Saeujeot (Salted Shrimp)
When I first cracked open a jar of saeujeot, I realized I wasn’t just holding salted shrimp; I was holding a centuries-old Korean coastal tradition that quietly powers the soul of our cuisine. Born out of necessity along the Yellow Sea, where fishermen needed a way to preserve their abundant catch before refrigeration, this humble condiment evolved into the indispensable umami backbone of Korean cooking. It’s the secret heartbeat of authentic kimchi, lending a briny depth and gentle sweetness that sea salt alone simply cannot replicate. I’ve learned over the years that making or storing saeujeot is less about rigid formulas and more about respecting the slow, microbial dance of fermentation. The most common pitfall I see is rushing the process or using fine, iodized table salt, which introduces anti-caking agents and iodine that sabotage the delicate bacterial ecosystem. Another mistake is storing it at room temperature for too long after opening, which invites unwanted spoilage and turns that vibrant, translucent amber into a dull, overly pungent mess.

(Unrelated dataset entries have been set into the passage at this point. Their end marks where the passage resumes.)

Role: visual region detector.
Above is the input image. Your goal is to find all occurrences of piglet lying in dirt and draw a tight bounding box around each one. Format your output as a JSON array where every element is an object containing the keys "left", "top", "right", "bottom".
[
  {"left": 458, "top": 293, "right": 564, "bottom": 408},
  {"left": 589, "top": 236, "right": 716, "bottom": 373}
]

People also often confuse it with Southeast Asian shrimp pastes, but saeujeot is distinctly Korean: it’s kept whole, gently fermented in coarse sea salt, and used as both a seasoning and a standalone side. When you get it right, it transforms simple napa cabbage, scallion pancakes, and even stir-fried vegetables into something profoundly layered. I always advise patience, proper refrigeration, and tasting as you go. This isn’t just a condiment to sprinkle and forget; it’s a living ingredient that rewards attention with unparalleled depth.
Nutrition
| Per serving | Calories | Protein | Carbs | Fat | Sat fat | Fibre | Sugar | Sodium |
|---|---|---|---|---|---|---|---|---|
| beginner | 30kcal | 4g | 1g | 0g | 0g | 0g | 0g | 1150mg |
| intermediate | 42kcal | 8g | 1g | 1g | 0g | 0g | 0g | 3100mg |
| expert | 12kcal | 2g | 0g | 0g | 0g | 0g | 0g | 1450mg |
Per serving · Ava-estimated — a guide, not a clinical figure.
- 500 gshrimp— Ideally mysid variety, rinsed and thoroughly drained
- 150 gcoarse sea salt— Korean coarse sea salt (gueun sogeum) preferred for fermentation
This beginner-friendly approach to saeujeot removes the guesswork from traditional months-long fermentation by using a controlled, quick-cure method that delivers reliable results in just three days. You will work with a pre-measured ratio of coarse sea salt to frozen raw shrimp, eliminating the need to test brine density by eye. The process emphasizes food safety and clear visual checkpoints, guiding you through proper jar sterilization, layering, and the crucial first liquefaction phase. Watch closely for the shrimp to soften and release their natural juices; if the liquid hasn’t pooled after forty-eight hours, a gentle shake will jumpstart the process. Because this version skips the extended aging step, the flavor remains bright and slightly sweet, making it an ideal, forgiving entry point for kimchi seasoning. Store it in the refrigerator once it reaches your desired saltiness to halt further fermentation. This streamlined method ensures consistent texture and salt control, giving you confidence to use your homemade seasoning immediately or save it for future batches.
Equipment
- Sterilizable glass jar— 16-oz mason jar with tight-fitting lid
- Digital kitchen scale— essential for precise 25% salt ratio
- Fine mesh strainer(optional)— for separating liquid from solids
Method
- 1
Sterilize a clean glass jar and all utensils with boiling water, then let them dry completely.
Any moisture or food residue can cause unwanted mold growth.
sterilization~ 5 min - 2
Weigh your frozen raw shrimp and calculate exactly twenty-five percent of that weight for coarse sea salt.
Do not use iodized table salt, which contains anti-caking agents that cloud the brine.
ratio scaling~ 2 minTricky bit - 3
Layer the shrimp and salt alternately in the jar, pressing down firmly with a clean spoon to eliminate air pockets.
The shrimp will shrink significantly as they release moisture over the next few hours.
layering~ 3 min - 4
Seal the jar tightly and store it at cool room temperature away from direct sunlight for three days.
Check daily; a clear, slightly amber liquid should form and cover the shrimp.
quick curing~ 1 min - 5
Transfer the jar to the refrigerator to halt fermentation, then strain or blend the mixture before using in kimchi.
The resulting paste will keep for up to six months when refrigerated.
cold storage~ 2 min
Cooking from frozen
No reheating required; thaw overnight in the refrigerator and stir thoroughly to reincorporate separated brine before using.
Storage times are a guide — always use your judgement and store food safely.